The armor I’d been building—the betrayal I’d wrapped myself in—slid off my shoulders the second I saw him just sitting there. Not demanding. Not chasing. Just… there.
“Morning,” Quentin said.
My mouth tried to twist it into a joke. Air came out. “How’d you?—”
“Your father texted,” he said, simple as fact. “Said you’re safe. Asked if I wanted to sit. I wanted to sit.”

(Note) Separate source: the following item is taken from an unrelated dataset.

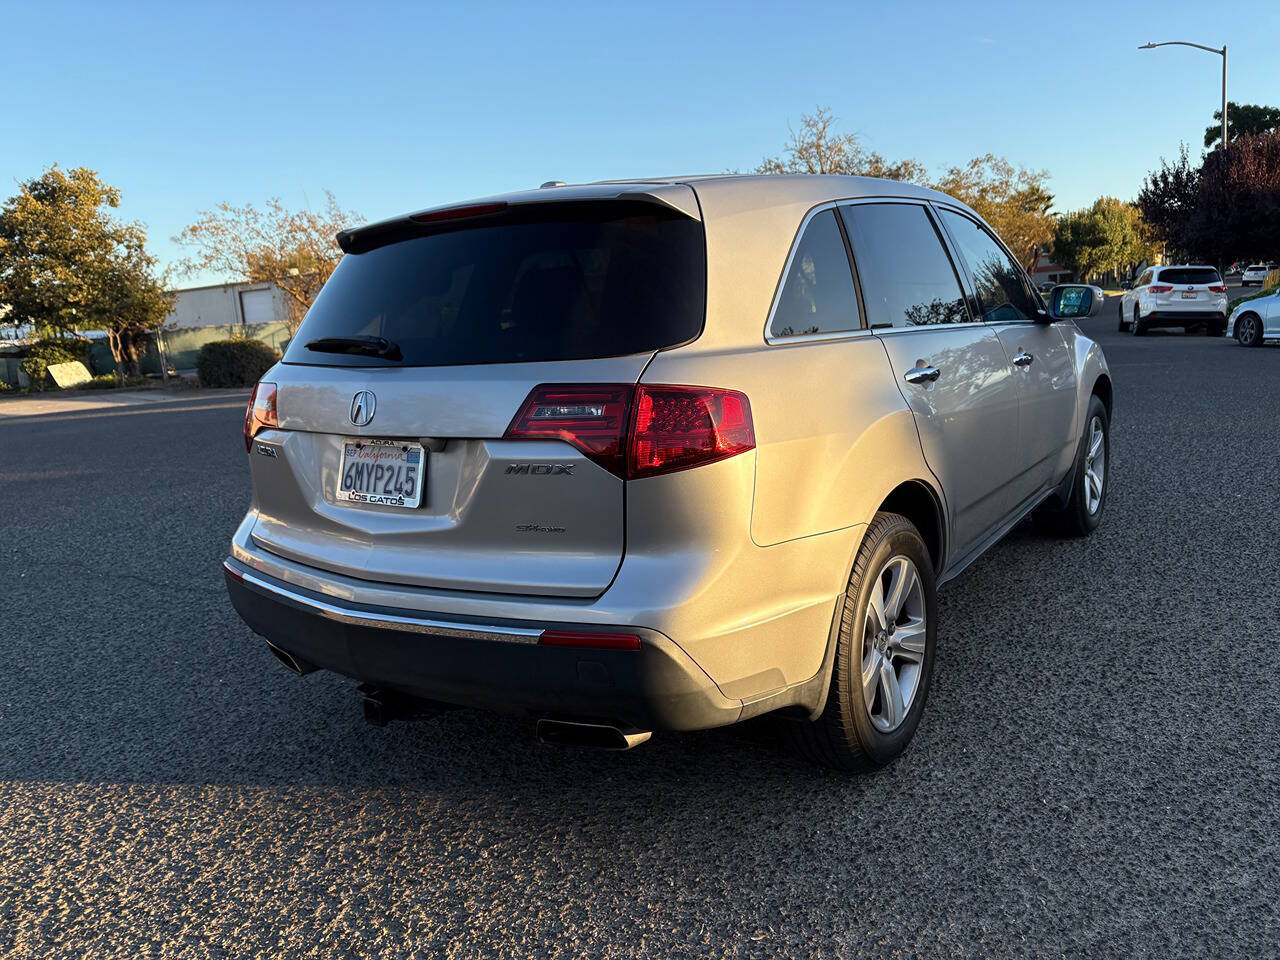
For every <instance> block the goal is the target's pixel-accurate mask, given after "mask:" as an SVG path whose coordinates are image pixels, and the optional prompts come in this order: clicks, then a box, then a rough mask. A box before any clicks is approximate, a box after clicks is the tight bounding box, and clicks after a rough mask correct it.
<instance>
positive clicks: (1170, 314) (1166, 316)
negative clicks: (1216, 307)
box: [1142, 310, 1226, 326]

That almost undid me more than last night. Daddy—Mr. I’ll-end-you-if-you-hurt-my-girl—had invited him to sit. In his house. After the way I ran.
I pulled the throw tighter, though I wasn’t cold. Current lived under my skin. Every choice sparking.
Quentin didn’t push the silence. He sipped. Watched me with those eyes that cut past my mouth and saw the wiring I try to pretend is neat.
Daddy came in with a plate—toast, scrambled eggs, peach slices on a little saucer. He didn’t look at me when he set it down. Just said, “Eat,” like he was handing me a flashlight in the dark.
I picked up toast. Put it down. Picked up the peach. Bit into it. Sweet hit my tongue like mercy.
Daddy grunted—good—and disappeared like a man who suddenly had a panel to check.
Quentin’s mouth tipped, not quite a smile. “Peaches.”
“Don’t start,” I muttered, cheeks warming with memory—cobbler, syrup, the way he’d watched me lick it like I was doing it for him.
“Wasn’t going to say a word,” he said. And left it there.
I managed a few bites of eggs before I could look at him. When I did, what I saw almost crushed me.
Not accusation. Not a win. Not even panic.
Love. Plain and quiet. With fear sitting beside it like a roommate until the lease ran out.
“I shouldn’t have yelled,” I said. “I just… saw red.”
“You’re allowed,” he said. No “you’re hormonal.” No lecture. Just his hand resting open on the chair’s arm. Not reaching. Offering.
“Nia—” I started, but the name split my throat.
“She’s not our problem,” he cut in, firm but soft. “She’s mine to handle. I’ve set the line—at work, here, everywhere. I’ll keep setting it. But she’s not an us problem.”
The worduspressed against my chest like a bruise and a balm.
“Rayna,” he said, softer. “You told me you’re pregnant and then you ran. That’s the part I’m asking about.”
“I didn’t run,” I lied. Then laughed, cracked and wet. “Okay. I ran.”
He nodded. Like that was the whole point—to let me name it.
“I was going to tell you. I just—” I swallowed. “I didn’t know what you’d want. Didn’t know what I wanted. Everybody’s got ideas about what women should do with a late period and a warm heart and—” My voice cracked jagged. “—and I don’t trust myself when I want something this much.”
“What do you want?” he asked. No guardrails. Just the question.
I looked down at my hand, at the faint line of blue chalkstill ghosting my knuckles from the last table. Rubbed it like I could erase proof.
“I want…” The word barely fit. “I want to stop pretending lonely is strength. I want to be brave enough not to flinch when somebody loves me right.” My palm slid to my belly, gentle. “I want this to be ours. And I want it without excuses about why.”
Quentin’s breath left him like he’d been holding it a lifetime. His fingers flexed once against the chair’s arm, then went loose.
“You don’t owe me anything,” he said. “Not your body. Not this baby. Not your future. That’s your choice. But if you’re asking what I want?” His voice broke low. “I want to show up. For every appointment. Every three a.m. spiral. Every ‘we don’t know what we’re doing but we’re doing it anyway.’ I want to be your teammate. Not because it’s tidy. Because I love you.”